Minerva, Diana and Jupiter in the Clouds. Black chalk, brown wash, heightened with white. 40 x 28 cm.

Giovanni Domenico Ferretti is regarded as the outstanding artist in Florence during the first half of the settecento. Born in Florence in 1692, he spent the first years of his apprenticeship in Emilia and Tuscany. From 1702 to 1704 he studied under Tommaso Redi in Florence before continuing his training with Sebastiano Galeotti. From 1710 to 1712 Ferretti enhanced his skills in Felice Torelli’s bottega in Bologna. After returning to Florence, Giandomenico joined the Accademia del Disegno in 1714. While still a young man, he made his mark as one of the most prolific and successful fresco painters in his native city. His works are to be found not only in Florence, but also in numerous other Tuscan cities, such as Livorno, Lucca, Pisa, Pistoia, Siena and Volterra. In addition to painting frescoes Ferretti earned himself a reputation as a portraitist.

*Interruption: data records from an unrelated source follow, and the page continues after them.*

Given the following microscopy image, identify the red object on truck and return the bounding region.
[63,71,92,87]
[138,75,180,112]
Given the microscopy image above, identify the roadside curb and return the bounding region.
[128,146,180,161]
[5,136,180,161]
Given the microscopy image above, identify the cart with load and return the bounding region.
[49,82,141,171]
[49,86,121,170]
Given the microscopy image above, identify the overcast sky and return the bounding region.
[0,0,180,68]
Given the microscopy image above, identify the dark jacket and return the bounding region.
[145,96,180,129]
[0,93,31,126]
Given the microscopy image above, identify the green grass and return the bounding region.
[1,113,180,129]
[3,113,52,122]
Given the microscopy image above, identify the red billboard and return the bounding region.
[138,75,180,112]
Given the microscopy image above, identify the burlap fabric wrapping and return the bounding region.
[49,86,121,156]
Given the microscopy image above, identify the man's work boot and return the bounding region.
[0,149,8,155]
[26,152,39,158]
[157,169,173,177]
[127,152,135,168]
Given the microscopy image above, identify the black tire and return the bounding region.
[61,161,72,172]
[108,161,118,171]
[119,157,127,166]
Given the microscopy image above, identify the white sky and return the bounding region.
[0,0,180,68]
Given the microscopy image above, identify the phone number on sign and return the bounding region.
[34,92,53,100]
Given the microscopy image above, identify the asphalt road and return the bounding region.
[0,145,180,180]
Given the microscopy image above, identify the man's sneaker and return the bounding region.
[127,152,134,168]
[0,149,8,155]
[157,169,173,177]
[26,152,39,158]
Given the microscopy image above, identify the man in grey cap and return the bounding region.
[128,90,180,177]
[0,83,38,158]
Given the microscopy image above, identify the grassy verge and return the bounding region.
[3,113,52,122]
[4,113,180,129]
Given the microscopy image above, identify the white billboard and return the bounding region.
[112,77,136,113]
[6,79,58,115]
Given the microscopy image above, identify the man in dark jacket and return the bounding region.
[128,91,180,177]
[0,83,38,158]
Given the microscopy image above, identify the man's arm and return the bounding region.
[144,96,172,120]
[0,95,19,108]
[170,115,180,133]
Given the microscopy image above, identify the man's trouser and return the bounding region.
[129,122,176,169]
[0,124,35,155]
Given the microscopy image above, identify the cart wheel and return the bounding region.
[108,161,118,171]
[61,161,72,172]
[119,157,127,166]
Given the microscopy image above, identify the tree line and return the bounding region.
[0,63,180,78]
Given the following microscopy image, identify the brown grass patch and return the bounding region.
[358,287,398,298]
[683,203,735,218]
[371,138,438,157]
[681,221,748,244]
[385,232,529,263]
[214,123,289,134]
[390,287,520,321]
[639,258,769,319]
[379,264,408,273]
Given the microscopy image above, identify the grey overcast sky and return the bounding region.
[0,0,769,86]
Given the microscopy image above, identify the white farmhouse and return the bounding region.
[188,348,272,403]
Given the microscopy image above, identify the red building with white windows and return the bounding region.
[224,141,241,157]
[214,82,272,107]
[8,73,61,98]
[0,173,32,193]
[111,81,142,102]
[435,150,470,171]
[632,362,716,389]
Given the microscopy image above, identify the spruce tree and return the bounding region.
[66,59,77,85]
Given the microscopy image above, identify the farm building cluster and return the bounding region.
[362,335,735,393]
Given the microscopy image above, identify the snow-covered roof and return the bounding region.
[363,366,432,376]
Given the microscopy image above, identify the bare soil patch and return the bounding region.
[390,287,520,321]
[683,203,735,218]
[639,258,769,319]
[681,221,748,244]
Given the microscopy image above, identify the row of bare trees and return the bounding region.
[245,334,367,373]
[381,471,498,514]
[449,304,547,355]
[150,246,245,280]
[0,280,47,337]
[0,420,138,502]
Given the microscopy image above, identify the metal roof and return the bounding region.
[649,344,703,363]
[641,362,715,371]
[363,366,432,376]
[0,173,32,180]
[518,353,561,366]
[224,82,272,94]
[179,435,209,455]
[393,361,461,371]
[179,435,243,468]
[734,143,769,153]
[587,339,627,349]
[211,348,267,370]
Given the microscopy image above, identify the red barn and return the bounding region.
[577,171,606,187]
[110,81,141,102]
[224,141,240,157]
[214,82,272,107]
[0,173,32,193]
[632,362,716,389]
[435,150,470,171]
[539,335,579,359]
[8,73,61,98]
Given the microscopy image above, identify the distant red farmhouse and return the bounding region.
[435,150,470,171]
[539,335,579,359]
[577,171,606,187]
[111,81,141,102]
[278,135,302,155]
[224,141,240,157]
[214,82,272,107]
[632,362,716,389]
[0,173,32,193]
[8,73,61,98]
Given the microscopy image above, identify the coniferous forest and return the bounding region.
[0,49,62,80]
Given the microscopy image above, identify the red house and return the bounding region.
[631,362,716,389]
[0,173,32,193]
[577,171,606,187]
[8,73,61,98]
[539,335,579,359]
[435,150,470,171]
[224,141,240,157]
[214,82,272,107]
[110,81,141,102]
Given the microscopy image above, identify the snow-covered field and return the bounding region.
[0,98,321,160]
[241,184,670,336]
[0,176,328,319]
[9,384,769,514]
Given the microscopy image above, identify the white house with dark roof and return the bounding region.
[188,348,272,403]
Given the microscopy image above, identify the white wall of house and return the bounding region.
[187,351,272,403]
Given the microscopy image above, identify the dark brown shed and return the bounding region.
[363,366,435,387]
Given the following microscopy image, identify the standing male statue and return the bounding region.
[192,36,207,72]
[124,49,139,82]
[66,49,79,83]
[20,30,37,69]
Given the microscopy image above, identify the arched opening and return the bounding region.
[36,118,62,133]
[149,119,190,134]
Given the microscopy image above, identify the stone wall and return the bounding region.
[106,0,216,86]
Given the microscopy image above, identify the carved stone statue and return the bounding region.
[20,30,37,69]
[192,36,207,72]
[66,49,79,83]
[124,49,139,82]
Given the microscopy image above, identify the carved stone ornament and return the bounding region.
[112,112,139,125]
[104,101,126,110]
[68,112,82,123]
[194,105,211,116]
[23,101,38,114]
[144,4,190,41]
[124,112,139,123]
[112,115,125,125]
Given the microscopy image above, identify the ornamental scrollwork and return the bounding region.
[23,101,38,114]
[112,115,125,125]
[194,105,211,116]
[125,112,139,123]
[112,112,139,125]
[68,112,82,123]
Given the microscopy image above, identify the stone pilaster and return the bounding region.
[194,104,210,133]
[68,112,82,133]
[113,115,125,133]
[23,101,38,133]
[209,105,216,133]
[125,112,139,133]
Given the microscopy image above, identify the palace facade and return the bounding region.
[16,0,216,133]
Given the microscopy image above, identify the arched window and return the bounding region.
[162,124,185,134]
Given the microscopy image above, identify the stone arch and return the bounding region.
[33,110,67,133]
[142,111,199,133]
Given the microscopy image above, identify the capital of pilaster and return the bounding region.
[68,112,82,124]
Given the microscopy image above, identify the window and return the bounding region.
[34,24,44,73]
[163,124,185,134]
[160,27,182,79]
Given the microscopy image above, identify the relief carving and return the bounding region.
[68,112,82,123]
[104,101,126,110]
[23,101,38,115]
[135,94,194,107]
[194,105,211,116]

Sprezzatura is the term that springs to mind when contemplat­ing the brilliance and virtuosity of this work. Demonstrating an uncanny, seemingly effortless ease, Ferreti uses deft and vigorous strokes of the brush to convey the turbulence of the scene. Minerva, Diana und Jupiter burst in as if driven by
a whirlwind; the eagle on Jupiter’s right is considerably fore­shortened, but highly evocative nonetheless. The dramatic chiaroscuro lends a Baroque pathos to the events. The artist has reproduced the different characteristics of the towering cloud formation with the utmost subtlety. Dark thunderclouds alternate with veils of cloud as transparent as water vapour. At the bottom right we can make out the silhouette of Ceres gazing up at the divine trio.

The impulsive style of this work differs from that in the majority of Ferretti’s drawings, which are executed in a lighter, elegant manner. While this would not appear to be a preparatory study for a painting by the artist, Ferretti’s oeuvre does contain a small group of drawings in similar style (see E. A. Maser, Gian Domenico Ferretti, Florence 1968, figs. 144–145).